Auslieferer sind selber ausgeliefert
In alle dem nicht berücksichtigt sind jene scheinselbstständigen Boten, die mangels Arbeitnehmerstatus aus der Statistik fallen. Der Online-Handel boomt eben und das ist eine der Folgen. Übrigens: gerade im Vorweihnachtsgeschäft spitzt sich die Lage zu. Vorrübergehend werden dann „hire and fire“ weitere zig Tausende Zusteller kurzfristig eingestellt. SPD-Bundesarbeitsminister Hubertus Heil spricht von „massivem Missbrauch“, von „Schwarzgeldzahlungen und Sozialversicherungsbetrug durch sogenannte Subunternehmer-Konstruktion“. Gerade durch diese Konstruktionen können die arbeitsrechtlichen Bedingungen in dieser Grauzone ausgehebelt und umgangen werden. So sind die Auslieferer selber ausgeliefert.

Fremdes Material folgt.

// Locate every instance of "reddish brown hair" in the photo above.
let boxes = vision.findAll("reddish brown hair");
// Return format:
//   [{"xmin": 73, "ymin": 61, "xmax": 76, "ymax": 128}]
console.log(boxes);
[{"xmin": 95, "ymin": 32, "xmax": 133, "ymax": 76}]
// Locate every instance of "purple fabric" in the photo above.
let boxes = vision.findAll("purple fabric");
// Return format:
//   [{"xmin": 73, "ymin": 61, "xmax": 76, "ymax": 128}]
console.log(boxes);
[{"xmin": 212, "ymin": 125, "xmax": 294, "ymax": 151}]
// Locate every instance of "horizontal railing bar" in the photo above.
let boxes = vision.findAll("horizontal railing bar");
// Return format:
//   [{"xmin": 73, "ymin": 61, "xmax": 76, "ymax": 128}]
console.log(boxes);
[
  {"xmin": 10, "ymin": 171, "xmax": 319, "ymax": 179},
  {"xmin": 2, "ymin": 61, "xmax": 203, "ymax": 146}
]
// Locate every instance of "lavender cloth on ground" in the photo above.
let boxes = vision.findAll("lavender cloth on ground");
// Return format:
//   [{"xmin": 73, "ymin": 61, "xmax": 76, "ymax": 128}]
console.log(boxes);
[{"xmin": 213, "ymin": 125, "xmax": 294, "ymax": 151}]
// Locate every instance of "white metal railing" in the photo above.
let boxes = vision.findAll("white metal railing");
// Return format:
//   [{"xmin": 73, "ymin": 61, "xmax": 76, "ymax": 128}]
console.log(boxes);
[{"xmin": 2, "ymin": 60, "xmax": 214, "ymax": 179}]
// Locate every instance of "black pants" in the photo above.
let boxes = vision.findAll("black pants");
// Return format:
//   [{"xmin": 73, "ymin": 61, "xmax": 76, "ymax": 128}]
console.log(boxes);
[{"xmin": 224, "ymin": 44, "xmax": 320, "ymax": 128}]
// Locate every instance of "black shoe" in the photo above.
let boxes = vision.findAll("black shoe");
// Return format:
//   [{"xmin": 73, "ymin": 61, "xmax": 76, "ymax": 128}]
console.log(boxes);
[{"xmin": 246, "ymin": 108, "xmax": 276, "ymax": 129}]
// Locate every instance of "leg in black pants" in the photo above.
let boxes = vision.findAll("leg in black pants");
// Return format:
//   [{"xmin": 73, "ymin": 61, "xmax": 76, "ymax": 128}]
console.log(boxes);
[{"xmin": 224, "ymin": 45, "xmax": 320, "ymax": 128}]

Wie wir die Bedingungen für 490.000 Zulieferer verbessern können
Jetzt werden einige sagen, „Das ist ja alles schön und gut, wenn Hubertus Heil darüber spricht, aber warum macht die Politik dann nix dagegen statt nur zu labern?!“ Eben doch. Bundesarbeitsminister Heil unternimmt was dagegen und da geht’s nicht um eine Pflasterlösung, die nur das oberflächliche Wehwehchen versteckt. Er setzt direkt an der Wurzel an, nämlich bei den Auftragsgebern der Subunternehmen, und rückt damit den Online-Händlern zu Leibe.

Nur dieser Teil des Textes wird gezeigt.